Reno Cop Shop Leveled

They’ve finally brought down the old Reno Police Department headquarters on East 2nd Street, a building so long abandoned it might’ve qualified for sainthood had it stood much longer without plumbing.

The City Council, ever eager to swing a wrecking ball at anything with memories or masonry, gave the nod earlier this year to have the place torn down. They say the idea is to erect a shiny new headquarters for the Reno Fire Department, which has been wandering the desert since 2008 like a band of municipal Israelites.

The old cop shop, built in the ’40s, has spent its golden years being abused by the fire boys for training. By the end, it looked less like a public building and more like the set of a spaghetti Western shootout, with broken windows, smashed walls, and enough debris to make a raccoon blush.

But don’t think for a minute that this is just civic housekeeping. Nope.
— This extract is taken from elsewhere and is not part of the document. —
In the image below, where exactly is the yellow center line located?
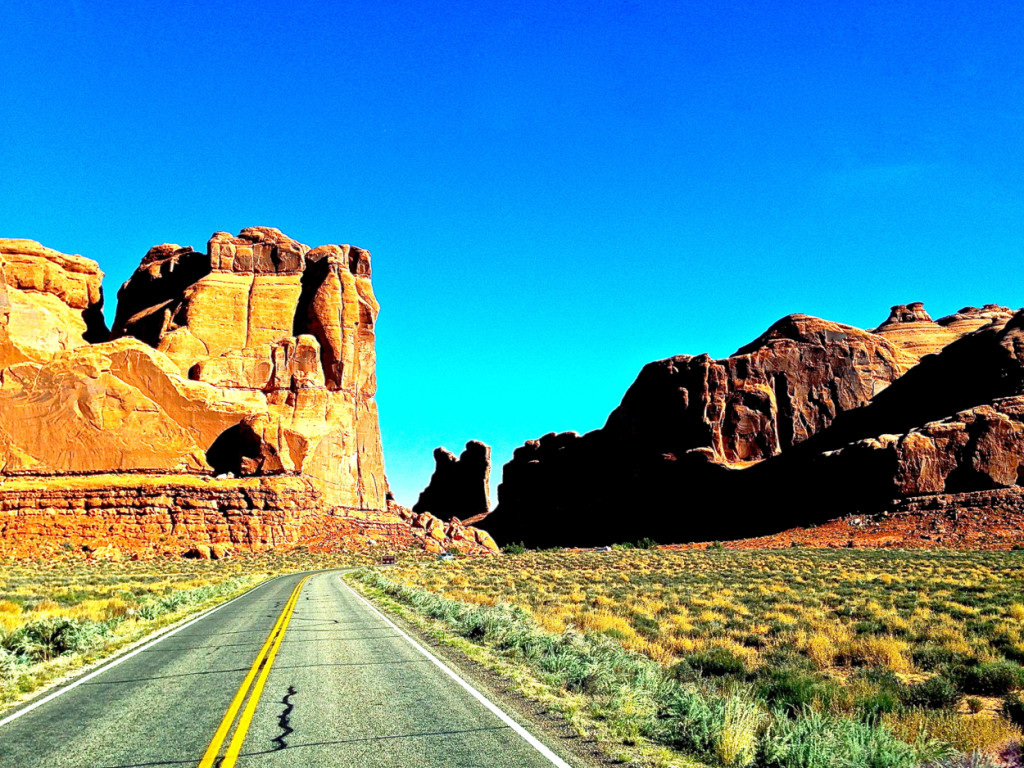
[199,577,309,768]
It is the Reno City Council at its most industrious—kicking out the folks with badges from one address and calling it progress–while Reno’s homeless population keeps growing faster than City Hall’s excuses. You might say the Council’s got a taste for creating homelessness, whether you sleep on cardboard or carry a badge and sidearm.
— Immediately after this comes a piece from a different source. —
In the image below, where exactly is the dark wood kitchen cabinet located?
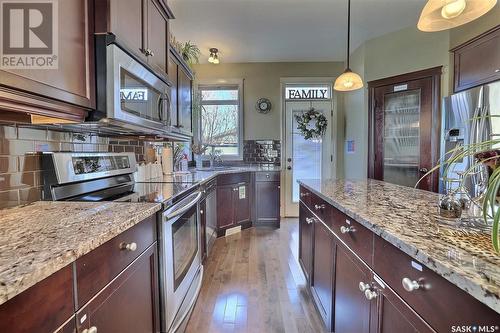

Now, the boys in blue have moved to Kuenzli Street, and the fire folks are promised a new station by 2027—assuming the Council doesn’t get distracted by something shinier or costlier. Maybe a gold-plated roundabout or a “Zen garden” made entirely of recycled council agendas.

For now, East 2nd Street stands quiet, the rubble fresh and the promise bold. But if history is any teacher—and she usually is—it’s safe to say that in Reno, the only thing more certain than taxes is that the City Council will find a way to fix things until it’s broke.